Dalam perkara ini Ferdy Sambo, Putri Candrawathi, Bripka Ricky Rizal alias Bripka RR, Kuwat Maruf dan Bharada Richard Eliezer alias Bharada didakwa melakukan pembunuhan berencana.
Kelima terdakwa didakwa melanggar pasal 340 subsidair Pasal 338 KUHP juncto Pasal 55 ayat 1 ke (1) KUHP dengan ancaman maksimal hukuman mati.
Tak hanya dalam kasus pembunuhan berencana Brigadir J, khusus untuk Ferdy Sambo juga turut dijerat dalam kasus perintangan penyidikan atau obstruction of justice bersama Hendra Kurniawan, Agus Nurpatria, Chuck Putranto, Irfan Widianto, Arif Rahman Arifin, dan Baiquni Wibowo.
Para terdakwa disebut merusak atau menghilangkan barang bukti termasuk rekaman CCTV Komplek Polri, Duren Tiga.
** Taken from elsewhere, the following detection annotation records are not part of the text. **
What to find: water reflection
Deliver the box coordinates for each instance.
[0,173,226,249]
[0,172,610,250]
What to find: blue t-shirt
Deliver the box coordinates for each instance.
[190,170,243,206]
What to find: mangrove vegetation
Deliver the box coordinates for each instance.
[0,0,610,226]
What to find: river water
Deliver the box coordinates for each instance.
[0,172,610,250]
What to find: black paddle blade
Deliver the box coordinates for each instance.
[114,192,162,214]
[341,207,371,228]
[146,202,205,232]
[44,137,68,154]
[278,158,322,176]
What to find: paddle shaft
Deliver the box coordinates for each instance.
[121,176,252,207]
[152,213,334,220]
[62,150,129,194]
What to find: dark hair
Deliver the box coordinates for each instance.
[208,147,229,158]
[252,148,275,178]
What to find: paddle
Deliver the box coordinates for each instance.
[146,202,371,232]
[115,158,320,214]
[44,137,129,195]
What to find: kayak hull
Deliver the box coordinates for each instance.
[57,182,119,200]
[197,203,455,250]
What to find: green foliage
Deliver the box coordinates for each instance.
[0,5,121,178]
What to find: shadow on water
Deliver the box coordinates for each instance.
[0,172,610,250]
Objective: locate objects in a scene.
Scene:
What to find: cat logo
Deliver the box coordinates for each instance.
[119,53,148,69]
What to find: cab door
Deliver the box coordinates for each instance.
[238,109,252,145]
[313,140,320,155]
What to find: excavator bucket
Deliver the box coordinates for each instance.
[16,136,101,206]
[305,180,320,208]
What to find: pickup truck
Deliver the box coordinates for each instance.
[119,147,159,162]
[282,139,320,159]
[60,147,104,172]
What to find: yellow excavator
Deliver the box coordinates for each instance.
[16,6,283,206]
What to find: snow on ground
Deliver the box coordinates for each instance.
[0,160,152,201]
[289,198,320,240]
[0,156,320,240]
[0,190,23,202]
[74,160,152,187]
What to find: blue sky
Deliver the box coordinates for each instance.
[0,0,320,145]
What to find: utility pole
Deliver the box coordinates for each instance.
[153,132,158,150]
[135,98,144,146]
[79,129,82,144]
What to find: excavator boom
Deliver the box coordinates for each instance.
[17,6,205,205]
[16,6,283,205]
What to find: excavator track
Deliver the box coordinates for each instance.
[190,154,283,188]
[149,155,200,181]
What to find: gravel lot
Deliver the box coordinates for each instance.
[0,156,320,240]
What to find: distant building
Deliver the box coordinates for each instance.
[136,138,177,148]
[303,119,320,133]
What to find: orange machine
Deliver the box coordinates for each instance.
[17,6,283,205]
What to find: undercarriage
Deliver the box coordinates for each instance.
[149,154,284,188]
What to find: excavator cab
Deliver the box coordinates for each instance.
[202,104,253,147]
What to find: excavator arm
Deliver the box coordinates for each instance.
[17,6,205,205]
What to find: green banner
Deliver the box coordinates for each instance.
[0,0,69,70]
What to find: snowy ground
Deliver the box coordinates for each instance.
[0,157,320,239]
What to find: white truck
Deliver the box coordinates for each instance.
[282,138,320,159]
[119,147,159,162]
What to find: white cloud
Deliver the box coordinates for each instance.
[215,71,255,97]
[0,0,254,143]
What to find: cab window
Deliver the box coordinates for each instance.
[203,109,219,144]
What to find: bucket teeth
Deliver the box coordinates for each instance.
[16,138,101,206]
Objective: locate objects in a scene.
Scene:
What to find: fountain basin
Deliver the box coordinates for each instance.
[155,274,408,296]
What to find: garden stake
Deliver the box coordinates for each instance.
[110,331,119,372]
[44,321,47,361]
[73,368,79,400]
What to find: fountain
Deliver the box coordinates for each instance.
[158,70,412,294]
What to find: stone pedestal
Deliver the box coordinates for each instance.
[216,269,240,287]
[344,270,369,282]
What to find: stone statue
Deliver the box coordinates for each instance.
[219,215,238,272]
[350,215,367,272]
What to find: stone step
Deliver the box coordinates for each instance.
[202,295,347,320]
Dalam dugaan kasus obstruction of justice tersebut mereka didakwa melanggar Pasal 49 juncto Pasal 33 subsidair Pasal 48 ayat (1) juncto Pasal 32 ayat (1) UU ITE Nomor 19 Tahun 2016 dan/atau dakwaan kedua pasal 233 KUHP subsidair Pasal 221 ayat (1) ke 2 KUHP juncto pasal 55 ayat 1 ke (1) KUHP.